At Sovereign Grace churches, there's a lot of, "our church is so amazing," and, "I love my pastor," and not so much, "I love Jesus," or, "Christ alone."  The overwhelming pastor worship made me wary when we first joined. I knew, even back in 2006, that CJ Mahaney was bad news, but I figured going to that church for a while would be okay.

And it wasn't all terrible. When we weren't busy confessing various petty offenses to one another, my small group was engaged in loving one another beyond measure. They came to my house and had a work day, we all went to the lake and spent a day on the water, and we had really amazing Christmas parties.

But there was always this underlying loyalty to SGM, the kind that screams, "Don't question too much, or examine too closely."  It was a manic loyalty.  And even our devotion to one another in our small groups had the sheen of artificiality.  For me at least, there was little substance to those relationships.  Lots of confession, yes.  But beyond trying to be the first in the group to confess being prideful every meeting, we didn't really create spaces for deeper understandings of one another.  We also were discouraged from trying other small groups.  Everyone stayed in the one assigned, unless asked to move by the pastors.
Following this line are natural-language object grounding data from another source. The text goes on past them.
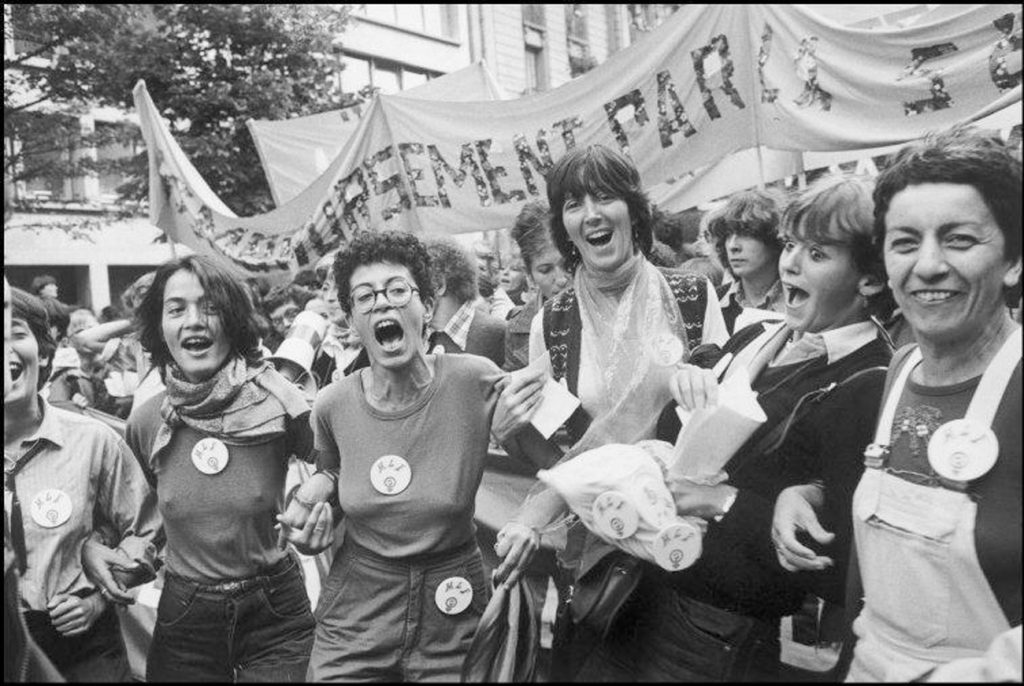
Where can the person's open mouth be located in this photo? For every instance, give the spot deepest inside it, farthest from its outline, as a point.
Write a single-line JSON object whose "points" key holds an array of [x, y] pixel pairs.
{"points": [[389, 334], [601, 238], [197, 344]]}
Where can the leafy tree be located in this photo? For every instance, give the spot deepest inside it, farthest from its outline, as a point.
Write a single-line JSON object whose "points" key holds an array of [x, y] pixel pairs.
{"points": [[208, 68]]}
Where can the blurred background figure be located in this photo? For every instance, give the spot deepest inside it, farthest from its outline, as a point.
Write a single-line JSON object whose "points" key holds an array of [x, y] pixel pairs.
{"points": [[458, 326], [744, 232]]}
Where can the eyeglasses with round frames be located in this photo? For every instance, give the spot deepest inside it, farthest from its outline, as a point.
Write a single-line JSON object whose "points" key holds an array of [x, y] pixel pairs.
{"points": [[397, 291]]}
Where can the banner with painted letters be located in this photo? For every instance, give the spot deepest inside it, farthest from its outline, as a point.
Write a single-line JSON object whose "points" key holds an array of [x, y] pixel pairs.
{"points": [[709, 82]]}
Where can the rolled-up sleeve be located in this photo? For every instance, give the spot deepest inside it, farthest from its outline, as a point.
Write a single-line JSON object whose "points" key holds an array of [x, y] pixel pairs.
{"points": [[128, 503]]}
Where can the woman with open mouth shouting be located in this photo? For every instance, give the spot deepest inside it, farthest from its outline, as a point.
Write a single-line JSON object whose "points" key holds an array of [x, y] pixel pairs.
{"points": [[402, 443], [68, 476], [218, 439], [615, 335], [937, 511]]}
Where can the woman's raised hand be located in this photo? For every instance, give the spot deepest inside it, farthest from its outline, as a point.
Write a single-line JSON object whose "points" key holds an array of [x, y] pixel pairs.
{"points": [[521, 393], [694, 388], [794, 513]]}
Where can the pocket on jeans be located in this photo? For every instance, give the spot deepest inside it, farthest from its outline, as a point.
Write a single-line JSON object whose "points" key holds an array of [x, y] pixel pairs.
{"points": [[287, 598], [175, 602]]}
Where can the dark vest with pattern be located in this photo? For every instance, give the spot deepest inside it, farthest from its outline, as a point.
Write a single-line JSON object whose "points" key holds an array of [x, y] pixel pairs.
{"points": [[562, 331]]}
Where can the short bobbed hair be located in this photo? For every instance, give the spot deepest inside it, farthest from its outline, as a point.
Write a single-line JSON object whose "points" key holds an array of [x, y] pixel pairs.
{"points": [[597, 170], [373, 248], [962, 155], [224, 289], [838, 210], [454, 266], [754, 214], [531, 231], [30, 308]]}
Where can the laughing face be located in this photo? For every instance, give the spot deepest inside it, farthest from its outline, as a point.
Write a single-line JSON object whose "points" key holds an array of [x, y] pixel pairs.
{"points": [[193, 330], [944, 257], [822, 286], [600, 228], [391, 333]]}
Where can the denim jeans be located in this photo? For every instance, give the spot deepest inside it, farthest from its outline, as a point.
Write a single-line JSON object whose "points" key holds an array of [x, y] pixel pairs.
{"points": [[378, 620], [258, 629], [97, 655], [662, 635]]}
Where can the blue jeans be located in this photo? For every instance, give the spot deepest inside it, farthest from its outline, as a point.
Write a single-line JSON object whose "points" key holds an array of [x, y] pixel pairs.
{"points": [[377, 618], [257, 629]]}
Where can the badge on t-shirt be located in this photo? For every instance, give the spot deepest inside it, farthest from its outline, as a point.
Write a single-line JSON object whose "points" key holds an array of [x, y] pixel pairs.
{"points": [[677, 546], [668, 349], [390, 474], [963, 449], [614, 515], [50, 508], [454, 595], [210, 456]]}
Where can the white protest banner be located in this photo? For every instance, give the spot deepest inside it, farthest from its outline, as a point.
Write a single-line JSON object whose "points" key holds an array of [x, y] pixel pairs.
{"points": [[711, 81]]}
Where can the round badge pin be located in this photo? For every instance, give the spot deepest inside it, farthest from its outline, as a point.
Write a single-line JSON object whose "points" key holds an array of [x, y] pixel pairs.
{"points": [[210, 456], [652, 500], [963, 449], [668, 350], [390, 474], [614, 515], [454, 595], [50, 508], [677, 546]]}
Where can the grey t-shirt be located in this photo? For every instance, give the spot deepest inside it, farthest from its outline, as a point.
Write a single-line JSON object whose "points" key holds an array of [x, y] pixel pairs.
{"points": [[443, 439]]}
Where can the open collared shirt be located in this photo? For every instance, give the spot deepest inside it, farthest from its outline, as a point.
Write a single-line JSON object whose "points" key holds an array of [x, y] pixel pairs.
{"points": [[107, 488]]}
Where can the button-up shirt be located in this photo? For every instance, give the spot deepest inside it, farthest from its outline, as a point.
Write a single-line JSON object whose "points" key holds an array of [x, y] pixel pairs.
{"points": [[96, 472]]}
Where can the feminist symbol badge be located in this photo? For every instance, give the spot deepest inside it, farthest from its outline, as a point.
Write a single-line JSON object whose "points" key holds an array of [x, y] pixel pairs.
{"points": [[390, 474], [210, 456], [454, 595], [963, 449], [50, 508]]}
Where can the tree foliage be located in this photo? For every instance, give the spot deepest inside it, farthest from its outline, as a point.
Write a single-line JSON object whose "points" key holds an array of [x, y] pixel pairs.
{"points": [[208, 68]]}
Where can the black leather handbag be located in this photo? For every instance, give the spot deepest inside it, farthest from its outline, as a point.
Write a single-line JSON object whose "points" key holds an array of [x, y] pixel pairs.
{"points": [[602, 591]]}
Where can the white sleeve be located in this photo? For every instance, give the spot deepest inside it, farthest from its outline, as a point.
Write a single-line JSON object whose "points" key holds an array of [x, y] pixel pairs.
{"points": [[1000, 662], [537, 346], [714, 327]]}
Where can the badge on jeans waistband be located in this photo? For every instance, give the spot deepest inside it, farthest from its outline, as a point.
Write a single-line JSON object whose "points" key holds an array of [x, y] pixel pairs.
{"points": [[963, 449], [454, 595], [390, 474], [50, 508], [677, 546], [210, 456]]}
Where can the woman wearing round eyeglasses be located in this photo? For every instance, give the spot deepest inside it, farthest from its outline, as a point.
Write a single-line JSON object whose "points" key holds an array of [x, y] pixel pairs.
{"points": [[404, 440]]}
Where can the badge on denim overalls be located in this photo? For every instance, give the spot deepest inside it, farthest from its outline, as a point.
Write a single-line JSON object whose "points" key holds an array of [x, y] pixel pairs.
{"points": [[50, 508], [210, 456], [390, 474], [963, 449], [454, 595]]}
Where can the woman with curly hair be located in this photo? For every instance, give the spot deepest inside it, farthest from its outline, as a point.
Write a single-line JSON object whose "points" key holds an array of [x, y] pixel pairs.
{"points": [[402, 444]]}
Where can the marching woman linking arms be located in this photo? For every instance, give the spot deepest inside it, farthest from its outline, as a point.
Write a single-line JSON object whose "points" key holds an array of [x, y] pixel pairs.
{"points": [[404, 440], [67, 476], [218, 440], [937, 513]]}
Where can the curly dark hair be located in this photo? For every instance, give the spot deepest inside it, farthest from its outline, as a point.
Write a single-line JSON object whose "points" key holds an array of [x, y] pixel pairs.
{"points": [[752, 213], [226, 291], [372, 248], [597, 170], [531, 230], [31, 309]]}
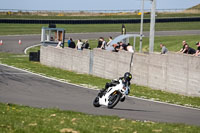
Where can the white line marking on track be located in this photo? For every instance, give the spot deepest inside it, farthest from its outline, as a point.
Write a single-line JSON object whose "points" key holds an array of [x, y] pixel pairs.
{"points": [[96, 89], [14, 73]]}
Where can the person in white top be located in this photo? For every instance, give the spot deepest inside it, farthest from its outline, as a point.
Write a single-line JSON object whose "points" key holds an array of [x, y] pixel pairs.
{"points": [[79, 44]]}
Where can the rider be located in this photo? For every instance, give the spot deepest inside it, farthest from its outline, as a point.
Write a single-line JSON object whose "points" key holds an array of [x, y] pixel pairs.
{"points": [[126, 83]]}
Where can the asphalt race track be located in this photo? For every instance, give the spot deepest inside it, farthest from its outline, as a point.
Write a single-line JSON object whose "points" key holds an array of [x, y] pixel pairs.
{"points": [[21, 87], [24, 88]]}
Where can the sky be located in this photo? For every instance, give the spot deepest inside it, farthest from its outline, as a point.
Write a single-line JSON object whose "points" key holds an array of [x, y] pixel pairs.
{"points": [[94, 4]]}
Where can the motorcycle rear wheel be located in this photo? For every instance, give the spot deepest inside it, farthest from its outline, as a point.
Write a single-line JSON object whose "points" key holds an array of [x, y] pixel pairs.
{"points": [[114, 99]]}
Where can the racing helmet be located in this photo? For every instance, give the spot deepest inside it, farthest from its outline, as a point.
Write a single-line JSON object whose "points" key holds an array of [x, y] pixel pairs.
{"points": [[127, 76]]}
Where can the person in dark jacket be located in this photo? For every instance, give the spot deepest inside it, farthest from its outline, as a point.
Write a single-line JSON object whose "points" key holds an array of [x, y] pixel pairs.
{"points": [[72, 43]]}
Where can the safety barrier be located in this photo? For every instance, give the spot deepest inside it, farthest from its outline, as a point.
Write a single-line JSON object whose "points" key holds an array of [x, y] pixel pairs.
{"points": [[101, 21], [172, 72]]}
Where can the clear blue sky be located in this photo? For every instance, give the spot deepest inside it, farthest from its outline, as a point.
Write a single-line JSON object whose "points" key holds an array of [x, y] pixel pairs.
{"points": [[93, 4]]}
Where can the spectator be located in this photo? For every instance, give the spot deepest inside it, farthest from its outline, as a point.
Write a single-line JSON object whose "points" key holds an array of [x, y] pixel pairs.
{"points": [[123, 29], [86, 45], [123, 46], [198, 49], [69, 41], [110, 40], [183, 48], [72, 43], [79, 44], [100, 42], [109, 47], [59, 45], [51, 39], [163, 49], [130, 48], [103, 45], [189, 50], [116, 47]]}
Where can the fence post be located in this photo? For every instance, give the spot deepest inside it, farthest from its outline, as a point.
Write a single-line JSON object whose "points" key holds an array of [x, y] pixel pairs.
{"points": [[91, 62]]}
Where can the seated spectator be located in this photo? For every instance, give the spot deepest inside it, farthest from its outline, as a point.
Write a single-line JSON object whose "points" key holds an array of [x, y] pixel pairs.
{"points": [[59, 45], [51, 39], [116, 47], [198, 49], [86, 45], [79, 44], [108, 43], [183, 48], [130, 48], [164, 50], [72, 44], [189, 50], [100, 42]]}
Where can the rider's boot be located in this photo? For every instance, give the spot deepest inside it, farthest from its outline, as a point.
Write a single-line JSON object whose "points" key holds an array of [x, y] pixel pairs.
{"points": [[122, 99], [101, 93]]}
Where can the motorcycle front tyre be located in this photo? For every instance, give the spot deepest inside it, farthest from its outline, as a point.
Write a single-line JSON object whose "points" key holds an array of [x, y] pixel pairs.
{"points": [[96, 102], [112, 104]]}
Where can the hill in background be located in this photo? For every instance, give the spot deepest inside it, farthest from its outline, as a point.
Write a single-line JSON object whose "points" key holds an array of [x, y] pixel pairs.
{"points": [[197, 7]]}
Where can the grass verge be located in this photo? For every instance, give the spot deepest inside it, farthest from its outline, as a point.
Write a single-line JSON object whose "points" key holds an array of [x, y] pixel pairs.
{"points": [[18, 29], [23, 119], [95, 82]]}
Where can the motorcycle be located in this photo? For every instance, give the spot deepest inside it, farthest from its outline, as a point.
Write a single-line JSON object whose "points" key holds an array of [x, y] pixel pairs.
{"points": [[111, 96]]}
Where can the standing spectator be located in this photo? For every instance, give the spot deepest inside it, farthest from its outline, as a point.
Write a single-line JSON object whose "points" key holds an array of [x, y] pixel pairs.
{"points": [[72, 43], [68, 42], [108, 46], [86, 45], [123, 29], [198, 49], [183, 48], [103, 45], [189, 50], [79, 44], [163, 49], [99, 42]]}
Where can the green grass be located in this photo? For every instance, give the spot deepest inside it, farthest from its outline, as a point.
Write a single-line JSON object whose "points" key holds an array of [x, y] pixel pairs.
{"points": [[173, 43], [13, 29], [95, 82], [23, 119], [99, 16]]}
I questioned too much. And openly. I'd frequently disagree with some point or other from a pastor's sermon. And some of the young men from the church would attempt to quiet me--after all, Sovereign Grace Ministries is a staunchly complimentarian, patriarchal place, so women should shut up and sit down. Having a theological opinion should be secondary to keeping my home and raising my family. And even then, it should be closely monitored and filtered by my head, my lord, my husband. All the women were encouraged to do was repost and share articles from the Gospel Coalition, Together for the Gospel, and other Sovereign Grace affiliated and approved groups. Commenting anything other than, "I totally agree," or, "This convicted me," was frowned upon for women.  Even sharing opinions and convictions in small group as a woman wasn't given respect or weight.

CJ Mahaney once told me that my son was my highest calling. That my service to God in the form of motherhood was the biggest, most important thing I could do for Christ. While motherhood is a beautiful vocation, it certainly isn't my (or anyone else's) highest calling. I'm not defined by my mothering.

On the whole, I'm mostly just glad I escaped SGM without too much damage. The potential for great harm was always pretty high and very visible. And it scared me, though I tried to ignore it. That culture if shame and guilt, wrapped up in a cloak of "grace," is heavy and unbiblical, and I'm still unlearning some of the habits and attitudes instilled in me during my time as a young, restless, and reformed charismatic.

If anything, I hope I have put off the demeanor of haughtiness I wore so completely while I was a SGM devotee. I'v realised and embraced the fact that I don't have all the answers.  And maybe (probably) my church and pastor doesn't either.  And that's okay.